Sirenomelia also known as mermaid syndrome is a partial or complete fusion of lower extremities associated with visceral anomalies. It is a rare anomaly with a poor prognosis. Maternal age less than 20 years, maternal diabetes mellitus, and monozygotic twinning are some of the known risk factors. Diagnosis can be made via antenatal ultrasound or typical physical appearance after birth. A 2200 g baby was born from 18-year-old non-consanguineous mother via assisted breech delivery. The baby had fused lower limbs with 10 toes, absent external genitalia, and a single umbilical artery. It was small for gestational age. The baby was passed away after 30 min of birth. Young maternal age (18 years) was the identified risk factor for sirenomelia in this case. We recommend an early routine ultrasound anomaly scan in all pregnant women particularly for early detection and termination of pregnancy as the prognosis is poor. Avoiding teenager pregnancy and strict control of blood sugar in diabetic mothers can decrease this anomaly.

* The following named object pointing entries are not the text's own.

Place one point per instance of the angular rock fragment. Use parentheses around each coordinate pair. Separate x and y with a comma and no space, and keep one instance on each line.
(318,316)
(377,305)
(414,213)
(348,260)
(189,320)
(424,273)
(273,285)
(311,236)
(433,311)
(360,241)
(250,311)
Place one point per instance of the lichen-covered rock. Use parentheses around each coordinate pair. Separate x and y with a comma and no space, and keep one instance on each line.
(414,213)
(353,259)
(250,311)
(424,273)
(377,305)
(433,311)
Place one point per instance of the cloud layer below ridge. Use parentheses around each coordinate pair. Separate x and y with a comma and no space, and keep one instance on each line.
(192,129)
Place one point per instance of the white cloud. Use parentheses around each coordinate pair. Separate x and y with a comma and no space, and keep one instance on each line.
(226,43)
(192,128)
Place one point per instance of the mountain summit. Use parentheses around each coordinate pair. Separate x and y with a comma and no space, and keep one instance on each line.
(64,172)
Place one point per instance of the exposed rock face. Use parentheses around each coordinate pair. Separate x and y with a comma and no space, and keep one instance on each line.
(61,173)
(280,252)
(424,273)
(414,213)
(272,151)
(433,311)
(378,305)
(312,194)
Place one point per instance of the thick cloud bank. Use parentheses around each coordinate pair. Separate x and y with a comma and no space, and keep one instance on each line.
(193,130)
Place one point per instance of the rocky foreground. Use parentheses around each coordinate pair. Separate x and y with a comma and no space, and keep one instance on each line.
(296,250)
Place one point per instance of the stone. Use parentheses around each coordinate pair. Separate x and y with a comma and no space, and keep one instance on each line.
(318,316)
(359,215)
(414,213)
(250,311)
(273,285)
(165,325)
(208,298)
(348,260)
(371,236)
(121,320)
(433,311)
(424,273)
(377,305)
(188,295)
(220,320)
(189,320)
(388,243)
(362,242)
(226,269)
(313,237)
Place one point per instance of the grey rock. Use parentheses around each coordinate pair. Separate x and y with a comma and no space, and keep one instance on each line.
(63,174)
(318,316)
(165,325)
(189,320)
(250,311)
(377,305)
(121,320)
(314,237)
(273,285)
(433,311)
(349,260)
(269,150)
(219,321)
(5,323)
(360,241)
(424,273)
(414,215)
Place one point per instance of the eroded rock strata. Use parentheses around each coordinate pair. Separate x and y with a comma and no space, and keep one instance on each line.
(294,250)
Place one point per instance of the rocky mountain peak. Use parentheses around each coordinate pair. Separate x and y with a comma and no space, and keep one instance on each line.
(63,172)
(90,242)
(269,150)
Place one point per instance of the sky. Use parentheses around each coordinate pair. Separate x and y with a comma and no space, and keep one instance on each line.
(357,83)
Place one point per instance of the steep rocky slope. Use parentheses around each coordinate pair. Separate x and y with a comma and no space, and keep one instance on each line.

Keywords: Fused limbs, mermaid syndrome, sirenomelia

Introduction

Sirenomelia also known as mermaid syndrome is a fusion of lower extremities.¹ It is a rare and fatal congenital anomaly with an incidence rate of 0.8–4 per 60,000 to 100,000 pregnancies.²–⁴ The exact etiologies are unknown, but maternal diabetes mellitus, teratogenic drugs, genetic susceptibility, vascular hypoperfusion, cocaine, landfill water, and maternal age less than 20 years or greater than 40 years are known risk factors for this anomaly.⁵–⁸ The possible mechanism for the failure of separation of extremity bud from the primordial cells is due to: a developmental anomaly in the veins feeding the lower extremities and an anomaly in mesodermal cell migration.^5,7 It can occur in any ethnic group. Sirenomelia is more common in monozygotic twins and males.^3,9

Common features of mermaid syndrome are a partial or complete fusion of lower limbs characterized by a mermaid-like appearance.^3,10 Common associated anomalies with sirenomelia are absent external genitalia, ambiguous genitalia, imperforate anus, rectal atresia, absent urinary bladder, single umbilical artery, renal agenesis, esophageal atresia, omphalocele, pulmonary hypoplasia, cardiac defect, diaphragmatic hernia, lumbosacral/pelvic bone abnormities, and spina bifida.^2,6,9,11,12 Even though sirenomelia manifestation may overlap with caudal regression syndrome (CRS) and VACTERL association, they are different entities.¹³–¹⁶ Sirenomelia is classified into seven types based on skeletal structures of the lower limb.¹⁷

More than half of sirenomelia cases end with stillbirth and those born alive usually die within a day or two of birth because of complications associated with a genitourinary, cardiac, respiratory, neurologic, or gastrointestinal associated malformation.^9,11,18 We report a singleton baby with sirenomelia syndrome born to a teenage mother from Bahir Dar, Ethiopia.

Case presentation

History

An 18-year-old primigravida mother was referred from the health center with a diagnosis of the latent first stage of labor and breech presentation. She had four antenatal care (ANC) follow-up at the local health center. Her blood group is B positive. Provider initiative counseling and testing for HIV (PICT), Venereal disease research laboratory (VDRL), and Hepatitis B surface antigen (HBSAg) test was negative. No drug was taken during pregnancy other than iron and folic acid supplementation. An antenatal ultrasound study was not done. Otherwise, she had no history of excess alcohol intake or cigarette smoke exposure. She had no self or family history of diabetes. There was no antepartum complication. The onset of labor was spontaneously at the gestational of 40 weeks from Last normal menustrual period (LNMP). The duration of labor and rupture of the membrane were 12 and 4 h, respectively. The mother delivered a single baby with fused legs weighing 2200 g with APGAR score 4 and 6 at the 1st and 5th minute, respectively, via assisted breech delivery in Addis Alem Hospital, Bahir Dar.

Physical examination

The newborn was resuscitated for 20 min. The birth weight to gestational age was below the 10th centile (small for gestational age) on the Lubchenco curve. The baby had fused lower limbs and non-fused five toes at each side of distal feet which fused on the plantar surface. External genitalia were absent and cannot differentiate sex. It has also visible urethral meatus at the junction of the trunk and extremities. There was no anal opening or dimple. There was also a single umbilical artery. The upper part of the body was normal (Figure 1).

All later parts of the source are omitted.